TOP2016年04月そば屋の「小盛り」

 先ごろ、地元の新聞の投書欄に、そば屋でもっと老人向きに「小盛り」の蕎麦が欲しい、という趣旨の投書が載った。歳をとって、1枚の蕎麦が食べきれないことがある、少ない量のメニューがあるとありがたい、という要望である。ごもっともだ。

 実は、最近のそば屋には、「並盛り」とか「小盛り」という言葉が、そしてメニューが増えてきた。おそらく、投書のような要望が多くなってきたからだろう。探せばそういうそば屋はいくつかある。

 その一方では、大盛りと並盛りの中間の「中盛り」も、かなり増えてきた。最初は、大盛りが特に多い店で、そんなには食べきれない、いくらか減らした大盛りを食べたい、という客の要望に応えたものだろう。それが、大盛りがひどく多くない店であっても、中盛りをメニューに載せる店が出てきた。腹が減った昼食時にはうれしいものである。大盛りが食べきれるか不安でも、中盛りだったら安心して注文出来るというもの。

 そうした盛り=量の多い・少ないをいろいろ言うのは、そば屋に特徴的なことなのだろうか。うどん店とかラーメン屋でも、大盛りがある、数はそれほど普及していないと思うが。そして「小盛り」は、子供向けに、たとえば「お子様ラーメン」というような例はかなりあるようだ。しかし、大人も楽しめる「小盛り」「半ラーメン」などはあまり聞かない...。

 年寄り向きということでは、小盛りのメニューはいいことだと思う。少しでいいから蕎麦を食べたい、という人は、けっこう多いのかもしれない。蕎麦を楽しむという気分がよくわかる話なのである。
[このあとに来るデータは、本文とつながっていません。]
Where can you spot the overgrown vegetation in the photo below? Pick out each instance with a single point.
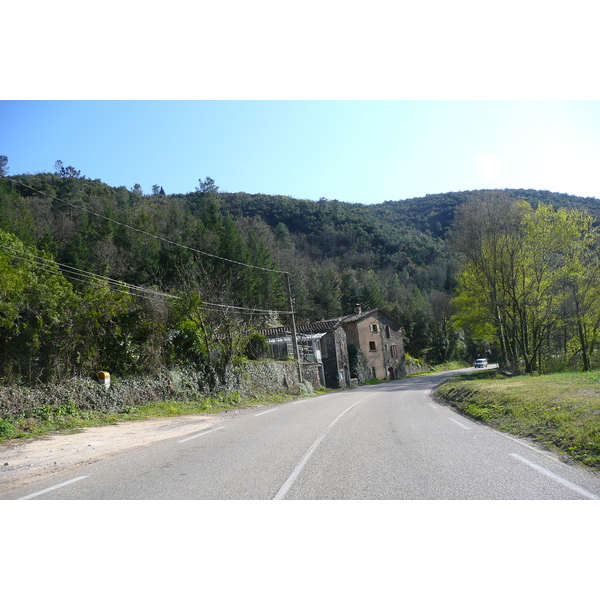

 たとえば4月上旬に長野駅近くの比較的新しいそば屋には、「大盛760円、並550円、小盛450円」と書いて貼り出してあった。じき近くの老舗は「もりそば750円、大盛りそば960円」である。味といい量といい、新しい店の方が格段に良い。地元客の人気を集めるわけである。

 隣町の老舗では、「ざるそば580円、半ざるそば380円、もりそば550円、大盛り200円増し」というメニューだった。食べると味はいい、ひところよりぐんと旨くなった印象である。「半ざるそば」がどれくらいの量かわからないが、値段からいって、それほど少ないものとは思えなかったのだが。

(イベントの折の「半ざる」「半かけ」そばは、必ずしも半分ではない。半分より多めの店もあれば、値段以下の量の店も見かけるものである...)。

 また、町のそば屋では、「ランチ」のメニューが多くなっている。ご飯と蕎麦を組み合わせたもので、軽いおかずがつく、あるいは丼飯とセットになったりする。この場合の蕎麦は、軽い「ざる」とか「かけ」が多いようだ。これもつまりは、「小盛り」「半ざる」などと同様の変化球かしらん...。

 こうやって、客の要望に応じる形で盛りの量が増減するのも、面白い話である。全部のそば屋がそうなればいいというものでもないだろうが。

 それでも、そば好き、そば通の食べ歩き(ハシゴ)のためにも、これらのメニューの定着は、好ましいことだと思う。

 「小盛り」とか「半ざる」は、ゆでて出す手間はほぼ同じなので、そば屋にとっては効率がよくないのだろうが、ファンを減らさないためにもがんばって欲しいもの。